Он обнял Натку за плечи, и они стояли так, в тишине их нового дома, глядя на пустую каминную полку, которая завтра примет на себя их общую историю. Впереди еще была куча дел – расстановка мебели, занавески, бесконечные мелочи. Но самый главный этап – возведение стен не из гипсокартона, а из взаимного уважения, доверия и общей памяти – был завершен. Дом был готов принять их жизнь.
Глава 18
Переезд случился стихийно, без точной даты. Сначала они просто оставили на новом кухонном острове зарядки от телефонов. Потом – привезли несколько коробок с книгами. А в одну из суббот Костя объявил, что ночует в своей новой комнате “на разведке“, и обратно возвращаться уже не захотел.
Их жизнь обрела новое, непривычное измерение – пространство.
Костя, получив, наконец, собственную территорию, казалось, был немного ошарашен этим фактом. Он часами сидел на подоконнике, глядя на лес, или лежал на полу, следя за облаками. Его молчаливое осмысление этой новой свободы уединения было красноречивее любых слов.
Родители Натки переезжали дольше и с традиционным ворчанием. Но когда отец впервые разжег камин, а мать расставила на кухонных полках свои баночки со специями, по дому разлилось то самое неуловимое чувство дома, которое не купишь ни за какие деньги.
Пауль наблюдал за этим вселением двух семей в одно гнездо с тихим изумлением. Его собственная жизнь до этого была чередой стерильных пространств – клиника, кабинет, почти пустая квартира. А здесь… здесь пахло пирогом, пахло деревом, слышались смех и споры, и все это было пронизано ощущением семейного счастья. Люди, из-за войны, потерявшие жилье и вынужденные ютиться в квартирке на чердаке, расцвели, обретя свой настоящий дом.
Он стоял в дверях своего кабинета, глядя на большую гостиную, где Натка, за новым столом, помогла сыну с уроками, а ее отец читал газету у камина. И думал, что впервые за долгие годы он не чувствовал себя одиноким. Даже в самые трудные периоды опеки над Майклом, даже в браке – эта внутренняя изоляция была его постоянной спутницей. Теперь она исчезла.
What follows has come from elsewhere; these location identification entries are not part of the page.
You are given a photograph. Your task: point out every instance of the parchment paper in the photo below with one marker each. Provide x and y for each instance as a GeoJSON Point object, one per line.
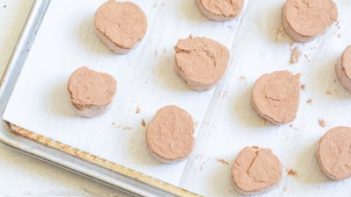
{"type": "Point", "coordinates": [146, 80]}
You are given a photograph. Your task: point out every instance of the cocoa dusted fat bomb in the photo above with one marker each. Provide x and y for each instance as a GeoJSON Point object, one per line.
{"type": "Point", "coordinates": [169, 136]}
{"type": "Point", "coordinates": [256, 170]}
{"type": "Point", "coordinates": [303, 20]}
{"type": "Point", "coordinates": [343, 69]}
{"type": "Point", "coordinates": [220, 10]}
{"type": "Point", "coordinates": [120, 25]}
{"type": "Point", "coordinates": [333, 153]}
{"type": "Point", "coordinates": [275, 96]}
{"type": "Point", "coordinates": [90, 91]}
{"type": "Point", "coordinates": [200, 62]}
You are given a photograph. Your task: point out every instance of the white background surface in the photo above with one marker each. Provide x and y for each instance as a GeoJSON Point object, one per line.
{"type": "Point", "coordinates": [20, 175]}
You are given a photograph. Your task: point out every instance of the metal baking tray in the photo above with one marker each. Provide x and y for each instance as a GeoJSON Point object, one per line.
{"type": "Point", "coordinates": [62, 155]}
{"type": "Point", "coordinates": [225, 123]}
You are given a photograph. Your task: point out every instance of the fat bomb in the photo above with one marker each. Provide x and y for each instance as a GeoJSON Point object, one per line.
{"type": "Point", "coordinates": [200, 62]}
{"type": "Point", "coordinates": [275, 96]}
{"type": "Point", "coordinates": [90, 91]}
{"type": "Point", "coordinates": [220, 10]}
{"type": "Point", "coordinates": [169, 136]}
{"type": "Point", "coordinates": [343, 69]}
{"type": "Point", "coordinates": [120, 25]}
{"type": "Point", "coordinates": [303, 20]}
{"type": "Point", "coordinates": [255, 170]}
{"type": "Point", "coordinates": [333, 153]}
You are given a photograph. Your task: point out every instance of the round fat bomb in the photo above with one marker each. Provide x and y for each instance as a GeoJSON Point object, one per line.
{"type": "Point", "coordinates": [334, 153]}
{"type": "Point", "coordinates": [91, 92]}
{"type": "Point", "coordinates": [169, 136]}
{"type": "Point", "coordinates": [275, 96]}
{"type": "Point", "coordinates": [120, 25]}
{"type": "Point", "coordinates": [343, 69]}
{"type": "Point", "coordinates": [255, 170]}
{"type": "Point", "coordinates": [200, 62]}
{"type": "Point", "coordinates": [220, 10]}
{"type": "Point", "coordinates": [303, 20]}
Вечером того дня, когда был полностью собран и наполнен вещами последний шкаф, они устроили небольшой праздник. Просто сидели за большим столом, ели бабушкин пирог с чаем и смотрели, как за окном ночь опускается на долину Мозеля.
– За новый дом, – поднял бокал отец Натки, что для него было жестом почти революционным.
– За новый дом, – тихо повторил Пауль, и его взгляд встретился с Наткиным.
В этом взгляде было все: и память о их первых робких переписках, и ужас битвы с ее бывшим мужем, и боль разоблачений, и радость открытий, и тяготы ремонта. И теперь – эта тихая, оглушительная по своей полноте, уверенность.
Позже, укладывая Костю, Натка задержалась в его комнате. Мальчик, уже почти уснув, прошептал:
– Мам, а знаешь… Теперь у меня есть комната, где можно мечтать. А у деда с бабушкой – своя большая комната. А у Пауля – свой кабинет. А у тебя – своя мастерская. И все мы – вместе. Это как… большой корабль с отдельными каютами.
Она вышла из его комнаты, и это детское определение застряло в ее сердце. Да, они были кораблем. И каждая “каюта“ – личное пространство – лишь укрепляла прочность всего судна.
Пауль ждал ее в гостиной с двумя бокалами вина.
– За капитанов, – улыбнулся он, словно подслушав мысли сына.
Они сидели на диване перед потрескивающим камином, и Натка, прислушиваясь к ночным звукам их нового дома – скрипу половиц, звукам леса, – думала о том, что счастье – это не отсутствие проблем. Это – прочный тыл, построенный своими руками, из которого можно встретить любые проблемы. И теперь у нее был такой тыл. У них обоих.
*******
Новая жизнь в доме на холме обретала свои ритмы и ритуалы. Утро начиналось не с тревоги, а с запаха кофе, который варил Пауль, и звука радио из комнаты родителей Натки. Костя, получив наконец собственное пространство, стал просыпаться раньше всех и проводить время у окна, наблюдая за лесом или бегая вокруг дома в качестве утренней зарядки.
Первые дни прошли в упорядочивании быта. Они вместе составили расписание и распределили обязанности по хозяйству. Пауль взял на себя машину и поездки за покупками, Натка – организацию и планирование, ее мать – кухню, а отец с Костей – двор и сад. Это не было формальным распределением, скорее – естественным проявлением заботы друг о друге.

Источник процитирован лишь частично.